BeSOS erklärt - Was passiert bei Stress oder Belastung

Vielleicht kennen Sie das aus Ihrem Unterricht: Ein Schüler sitzt vor der Arbeit und plötzlich ist alles weg – Blackout. Oder eine Schülerin reagiert auf eine Kleinigkeit mit Wut oder Rückzug. Auch Sie selbst spüren vielleicht manchmal, dass die Anspannung so groß wird, dass Sie kaum noch klar denken können und nur noch „funktionieren”. All das hat eine gemeinsame Ursache: Unser Gehirn reagiert bei hoher Belastung mit einem uralten Überlebensprogramm.
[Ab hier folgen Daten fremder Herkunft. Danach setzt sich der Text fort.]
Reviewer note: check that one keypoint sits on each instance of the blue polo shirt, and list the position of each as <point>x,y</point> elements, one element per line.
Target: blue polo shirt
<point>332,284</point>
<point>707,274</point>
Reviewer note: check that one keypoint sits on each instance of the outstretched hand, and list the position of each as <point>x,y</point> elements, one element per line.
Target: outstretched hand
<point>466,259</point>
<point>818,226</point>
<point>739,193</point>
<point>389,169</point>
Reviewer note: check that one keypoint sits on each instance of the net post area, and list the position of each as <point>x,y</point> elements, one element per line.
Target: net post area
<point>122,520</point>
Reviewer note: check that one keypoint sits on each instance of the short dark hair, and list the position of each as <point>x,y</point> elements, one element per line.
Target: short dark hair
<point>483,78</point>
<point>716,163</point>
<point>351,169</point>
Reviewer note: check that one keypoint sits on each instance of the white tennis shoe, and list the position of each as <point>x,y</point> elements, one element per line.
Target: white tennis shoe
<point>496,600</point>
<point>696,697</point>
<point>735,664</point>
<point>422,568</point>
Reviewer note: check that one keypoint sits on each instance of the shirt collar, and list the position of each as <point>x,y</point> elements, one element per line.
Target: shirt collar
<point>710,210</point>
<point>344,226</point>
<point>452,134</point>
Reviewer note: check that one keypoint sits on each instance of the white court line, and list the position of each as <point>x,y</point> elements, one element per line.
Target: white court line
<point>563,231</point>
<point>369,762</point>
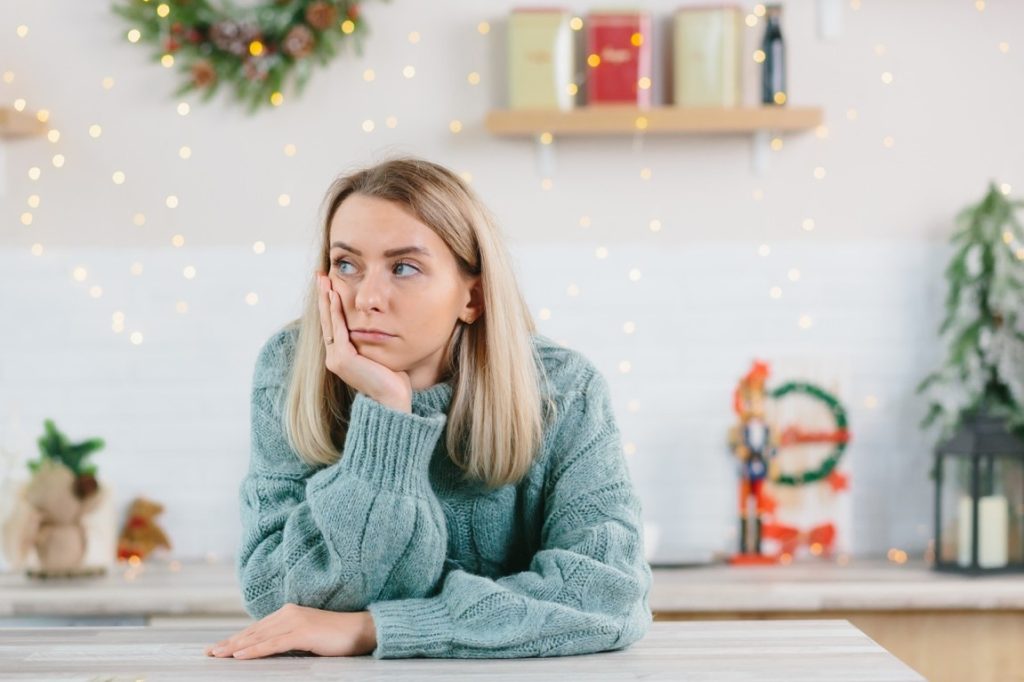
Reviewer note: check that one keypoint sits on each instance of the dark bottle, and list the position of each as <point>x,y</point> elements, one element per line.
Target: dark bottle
<point>773,67</point>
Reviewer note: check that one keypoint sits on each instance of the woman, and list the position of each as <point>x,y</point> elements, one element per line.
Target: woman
<point>446,481</point>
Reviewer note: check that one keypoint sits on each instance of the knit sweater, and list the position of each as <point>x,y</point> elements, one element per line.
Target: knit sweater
<point>553,565</point>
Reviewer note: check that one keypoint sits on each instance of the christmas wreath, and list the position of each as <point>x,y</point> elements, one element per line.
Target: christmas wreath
<point>259,50</point>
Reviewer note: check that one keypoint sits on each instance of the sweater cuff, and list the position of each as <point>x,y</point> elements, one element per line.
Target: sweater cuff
<point>409,628</point>
<point>385,446</point>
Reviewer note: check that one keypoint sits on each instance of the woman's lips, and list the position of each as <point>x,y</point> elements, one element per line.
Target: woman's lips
<point>371,336</point>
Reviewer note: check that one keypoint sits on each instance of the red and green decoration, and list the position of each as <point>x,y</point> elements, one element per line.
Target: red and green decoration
<point>259,52</point>
<point>839,437</point>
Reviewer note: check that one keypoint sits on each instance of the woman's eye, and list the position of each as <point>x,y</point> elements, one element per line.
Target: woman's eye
<point>341,261</point>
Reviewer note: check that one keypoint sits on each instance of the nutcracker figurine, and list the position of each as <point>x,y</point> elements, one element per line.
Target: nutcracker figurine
<point>755,443</point>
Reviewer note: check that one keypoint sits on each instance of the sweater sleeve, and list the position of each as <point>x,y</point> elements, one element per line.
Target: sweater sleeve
<point>587,588</point>
<point>337,538</point>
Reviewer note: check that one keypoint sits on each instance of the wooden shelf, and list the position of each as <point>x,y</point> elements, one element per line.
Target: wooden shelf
<point>18,124</point>
<point>622,120</point>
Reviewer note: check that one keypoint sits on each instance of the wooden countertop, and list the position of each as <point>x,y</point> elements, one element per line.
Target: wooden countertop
<point>210,589</point>
<point>780,650</point>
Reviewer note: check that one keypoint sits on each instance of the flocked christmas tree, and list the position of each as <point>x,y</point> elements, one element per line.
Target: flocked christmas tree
<point>983,330</point>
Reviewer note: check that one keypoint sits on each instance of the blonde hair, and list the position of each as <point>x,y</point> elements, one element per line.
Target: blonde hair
<point>495,422</point>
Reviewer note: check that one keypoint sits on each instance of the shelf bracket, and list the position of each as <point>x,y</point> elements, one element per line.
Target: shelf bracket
<point>545,156</point>
<point>760,152</point>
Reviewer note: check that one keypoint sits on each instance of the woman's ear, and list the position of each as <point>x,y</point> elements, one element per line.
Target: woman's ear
<point>474,308</point>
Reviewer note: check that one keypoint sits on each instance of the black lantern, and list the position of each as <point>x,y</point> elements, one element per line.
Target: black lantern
<point>979,499</point>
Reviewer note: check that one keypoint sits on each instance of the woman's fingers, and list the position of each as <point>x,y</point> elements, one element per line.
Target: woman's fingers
<point>267,647</point>
<point>327,327</point>
<point>338,318</point>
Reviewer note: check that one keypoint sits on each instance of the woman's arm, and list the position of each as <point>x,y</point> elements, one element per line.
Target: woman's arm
<point>586,590</point>
<point>365,528</point>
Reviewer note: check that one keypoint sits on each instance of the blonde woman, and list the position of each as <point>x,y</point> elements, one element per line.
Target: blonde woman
<point>430,476</point>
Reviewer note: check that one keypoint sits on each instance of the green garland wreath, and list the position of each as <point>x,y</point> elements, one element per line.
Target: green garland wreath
<point>260,51</point>
<point>830,462</point>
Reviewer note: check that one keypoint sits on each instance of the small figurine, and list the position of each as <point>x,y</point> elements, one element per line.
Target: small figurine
<point>140,535</point>
<point>755,443</point>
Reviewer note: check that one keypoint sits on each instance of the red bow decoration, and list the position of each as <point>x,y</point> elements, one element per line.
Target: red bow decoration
<point>791,538</point>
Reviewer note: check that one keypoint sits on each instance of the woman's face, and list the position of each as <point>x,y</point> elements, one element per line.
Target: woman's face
<point>417,296</point>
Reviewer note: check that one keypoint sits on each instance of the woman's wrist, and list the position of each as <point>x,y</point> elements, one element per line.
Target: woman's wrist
<point>369,633</point>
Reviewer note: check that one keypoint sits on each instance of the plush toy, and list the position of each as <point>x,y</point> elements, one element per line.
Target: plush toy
<point>48,513</point>
<point>56,530</point>
<point>140,534</point>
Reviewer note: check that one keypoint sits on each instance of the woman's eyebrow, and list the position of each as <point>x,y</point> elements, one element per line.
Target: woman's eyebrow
<point>388,253</point>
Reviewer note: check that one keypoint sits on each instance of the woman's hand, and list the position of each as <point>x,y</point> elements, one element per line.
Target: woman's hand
<point>381,383</point>
<point>303,629</point>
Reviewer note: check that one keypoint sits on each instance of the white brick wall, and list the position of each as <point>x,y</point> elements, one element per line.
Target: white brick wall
<point>174,410</point>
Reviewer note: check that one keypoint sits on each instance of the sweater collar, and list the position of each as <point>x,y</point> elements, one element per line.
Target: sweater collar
<point>432,398</point>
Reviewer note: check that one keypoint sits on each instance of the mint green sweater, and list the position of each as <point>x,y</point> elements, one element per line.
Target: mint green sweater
<point>553,565</point>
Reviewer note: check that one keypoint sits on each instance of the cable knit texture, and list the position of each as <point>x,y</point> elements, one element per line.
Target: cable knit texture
<point>553,565</point>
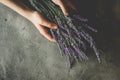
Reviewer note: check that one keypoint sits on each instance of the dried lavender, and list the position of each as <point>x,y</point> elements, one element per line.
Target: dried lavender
<point>71,36</point>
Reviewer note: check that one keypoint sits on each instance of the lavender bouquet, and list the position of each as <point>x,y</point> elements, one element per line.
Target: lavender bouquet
<point>72,35</point>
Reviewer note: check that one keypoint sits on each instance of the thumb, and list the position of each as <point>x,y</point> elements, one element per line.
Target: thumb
<point>63,7</point>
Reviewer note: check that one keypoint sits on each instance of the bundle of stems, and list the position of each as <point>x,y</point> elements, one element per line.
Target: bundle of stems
<point>72,35</point>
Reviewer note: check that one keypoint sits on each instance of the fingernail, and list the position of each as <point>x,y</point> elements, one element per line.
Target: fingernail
<point>53,40</point>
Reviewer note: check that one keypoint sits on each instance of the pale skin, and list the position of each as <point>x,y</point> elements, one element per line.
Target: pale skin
<point>36,18</point>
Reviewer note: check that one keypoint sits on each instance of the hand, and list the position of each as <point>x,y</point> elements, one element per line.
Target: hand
<point>41,23</point>
<point>36,18</point>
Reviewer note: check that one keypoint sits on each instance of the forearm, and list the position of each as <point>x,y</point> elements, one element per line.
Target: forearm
<point>18,7</point>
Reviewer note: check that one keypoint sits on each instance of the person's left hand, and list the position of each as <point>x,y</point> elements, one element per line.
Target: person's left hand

Der Hirnstamm, bei BeSOS das „Krokodil-Hirn” genannt, ist der evolutionär älteste Teil unseres Gehirns. Er regelt völlig autonom überlebenswichtige Funktionen wie Atmung, Herzschlag und Blutdruck. Gerät der Körper in Stress, übernimmt dieses System die Kontrolle: Puls und Atmung beschleunigen sich, der Blutdruck steigt, Stresshormone werden ausgeschüttet – der Körper macht sich bereit, das „nackte Überleben” zu sichern.

Er kennt drei Reaktionen: Kampf, Flucht oder Erstarrung.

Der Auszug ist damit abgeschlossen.